"Die Zeiten haben sich nicht nur in Mainz geändert": Schachorganisator Hans-Walter
Schmitt im Interview
Wenn der Vorsitzende des Chess Tigers Schach-Fördervereins und Geschäftsführer
der neu gegründeten Chess Tigers Training Center GmbH, Hans-Walter Schmitt,
über Schach spricht, glänzen seine Augen. Sei es die jährliche Chess Classic
in Mainz, das neue Chess Tigers Training Center in Bad Soden am Taunus, die
aktuelle Schachpolitik rund um die FIDE-Wahlen oder brandaktuell die Schachweltmeisterschaft
in Bulgarien, der 58-jährige hat viele Eisen im Feuer und weiß ganz genau, wann
und wie er diese zu schmieden hat. Die unermüdliche Förderung des Schachs ist
die Passion des Bad Sodeners und er weiß, dass sich das königliche Spiel dort
präsentieren muss, wo die Menschen sind und nicht in der kalmückischen Steppe.
Vor seiner Abreise nach Sofia, wo Schmitt seinem Freund Viswanathan Anand nach
Kräften bei der Verteidigung WM-Titels zur Seite stehen wird, gab er Chess Tigers-Redakteur
Mike Rosa am vergangenen Sonntag das folgende ausführliche Interview.
(Bilder: Mike Rosa & Christian Bossert)
Mike Rosa: Kürzlich sind Sie 58 geworden, doch wie man es von Ihnen gewohnt
ist, haben Sie aktuell gleich mehrere Projekte, welche Sie betreuen.
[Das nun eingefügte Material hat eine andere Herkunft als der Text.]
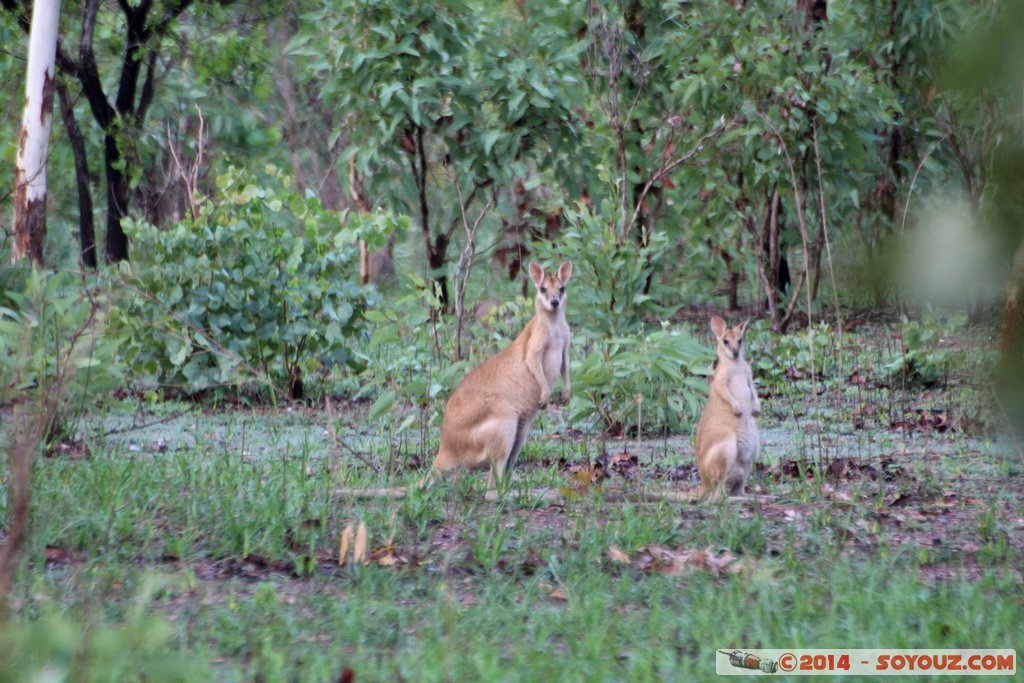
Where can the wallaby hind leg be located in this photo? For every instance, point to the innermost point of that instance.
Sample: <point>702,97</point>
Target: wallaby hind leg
<point>717,467</point>
<point>522,431</point>
<point>498,437</point>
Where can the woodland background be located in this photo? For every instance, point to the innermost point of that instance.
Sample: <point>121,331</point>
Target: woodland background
<point>328,208</point>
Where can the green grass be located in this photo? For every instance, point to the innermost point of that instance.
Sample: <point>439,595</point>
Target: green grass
<point>206,548</point>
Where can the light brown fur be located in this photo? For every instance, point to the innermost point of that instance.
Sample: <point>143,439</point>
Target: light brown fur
<point>727,439</point>
<point>489,414</point>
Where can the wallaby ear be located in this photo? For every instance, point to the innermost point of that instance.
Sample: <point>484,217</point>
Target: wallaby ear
<point>717,326</point>
<point>536,272</point>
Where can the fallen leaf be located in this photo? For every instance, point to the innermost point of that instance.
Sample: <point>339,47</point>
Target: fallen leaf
<point>346,538</point>
<point>359,547</point>
<point>615,555</point>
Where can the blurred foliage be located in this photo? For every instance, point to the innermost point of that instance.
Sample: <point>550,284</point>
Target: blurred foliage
<point>56,647</point>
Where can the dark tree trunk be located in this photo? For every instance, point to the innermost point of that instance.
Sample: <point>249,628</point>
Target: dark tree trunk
<point>117,203</point>
<point>87,235</point>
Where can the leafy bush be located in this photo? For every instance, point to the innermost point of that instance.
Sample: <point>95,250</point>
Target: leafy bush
<point>260,287</point>
<point>777,359</point>
<point>52,347</point>
<point>613,288</point>
<point>664,372</point>
<point>924,360</point>
<point>404,365</point>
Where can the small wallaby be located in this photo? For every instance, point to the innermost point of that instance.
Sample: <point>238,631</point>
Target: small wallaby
<point>727,438</point>
<point>489,414</point>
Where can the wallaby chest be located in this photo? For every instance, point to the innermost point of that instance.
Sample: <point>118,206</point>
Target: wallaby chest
<point>738,383</point>
<point>554,348</point>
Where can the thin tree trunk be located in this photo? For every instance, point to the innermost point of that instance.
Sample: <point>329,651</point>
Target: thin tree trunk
<point>87,233</point>
<point>1012,351</point>
<point>33,140</point>
<point>117,202</point>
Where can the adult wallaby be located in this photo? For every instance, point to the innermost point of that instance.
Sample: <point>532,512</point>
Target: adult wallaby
<point>727,438</point>
<point>489,414</point>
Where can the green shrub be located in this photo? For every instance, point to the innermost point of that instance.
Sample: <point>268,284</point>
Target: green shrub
<point>52,346</point>
<point>613,288</point>
<point>261,287</point>
<point>655,382</point>
<point>925,361</point>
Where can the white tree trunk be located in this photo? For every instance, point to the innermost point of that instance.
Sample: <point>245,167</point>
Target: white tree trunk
<point>30,171</point>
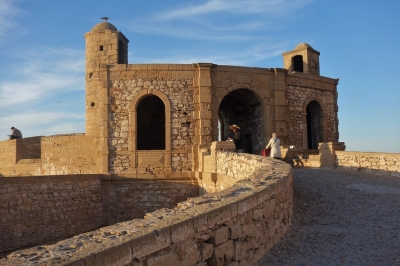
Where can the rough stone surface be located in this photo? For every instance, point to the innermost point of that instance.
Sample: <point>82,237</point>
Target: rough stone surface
<point>195,232</point>
<point>369,162</point>
<point>341,218</point>
<point>36,210</point>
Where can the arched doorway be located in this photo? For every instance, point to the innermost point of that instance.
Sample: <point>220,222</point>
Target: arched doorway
<point>314,124</point>
<point>297,62</point>
<point>151,124</point>
<point>241,107</point>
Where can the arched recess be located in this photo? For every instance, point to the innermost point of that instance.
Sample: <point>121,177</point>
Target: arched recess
<point>133,117</point>
<point>297,63</point>
<point>244,107</point>
<point>315,124</point>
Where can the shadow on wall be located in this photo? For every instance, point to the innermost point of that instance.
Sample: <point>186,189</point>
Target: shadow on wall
<point>73,204</point>
<point>368,170</point>
<point>127,198</point>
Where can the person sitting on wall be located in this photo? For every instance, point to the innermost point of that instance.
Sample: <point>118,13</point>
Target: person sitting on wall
<point>235,136</point>
<point>274,143</point>
<point>16,134</point>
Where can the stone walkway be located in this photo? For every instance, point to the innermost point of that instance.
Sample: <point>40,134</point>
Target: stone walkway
<point>341,218</point>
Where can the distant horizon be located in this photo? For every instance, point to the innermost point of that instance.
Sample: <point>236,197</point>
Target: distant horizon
<point>42,83</point>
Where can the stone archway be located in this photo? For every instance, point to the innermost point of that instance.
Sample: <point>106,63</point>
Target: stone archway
<point>241,107</point>
<point>314,125</point>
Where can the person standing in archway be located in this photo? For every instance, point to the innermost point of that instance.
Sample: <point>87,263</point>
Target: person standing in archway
<point>274,143</point>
Ersteres
ist die Chess Classic Mainz 2010, welche in diesem Jahr nicht wie gewohnt über
eine ganze Woche sondern lediglich drei Tage dauern wird. Wer Sie kennt, der
weiß, dass Ihnen diese Entscheidung nicht leicht gefallen sein wird. Was ist
geschehen?
Hans-Walter Schmitt: Welche "Entscheidung"? Da gibt es nichts zu entscheiden,
sondern nur abzuwägen. Das sind Zwänge und vor allem finde ich, "betreuen" ist
charmant ausgedrückt. Die Zeiten haben sich nicht nur in Mainz geändert, sondern
die unsicheren, wirtschaftlichen Verhältnisse zwingen die Sponsoren beim Geldausgeben
mehr zur Objektivität. Ganz anders als in den Bundes-, Landes- und Kommunalhaushalten
ist da das Patentrezept, nicht nur Geld auszugeben, sondern Geld zu verdienen,
um aus der Krise zu kommen. Frau Merkel und Herr Westerwelle können sich leisten,
die Zukunft unserer Kinder-Generation durch Schuldenmachen unverantwortlich
aufs Spiel zu setzen, Unternehmen müssen dagegen schauen, dass sie wirtschaftlich
überleben können, um Löhne und Gehälter zu zahlen.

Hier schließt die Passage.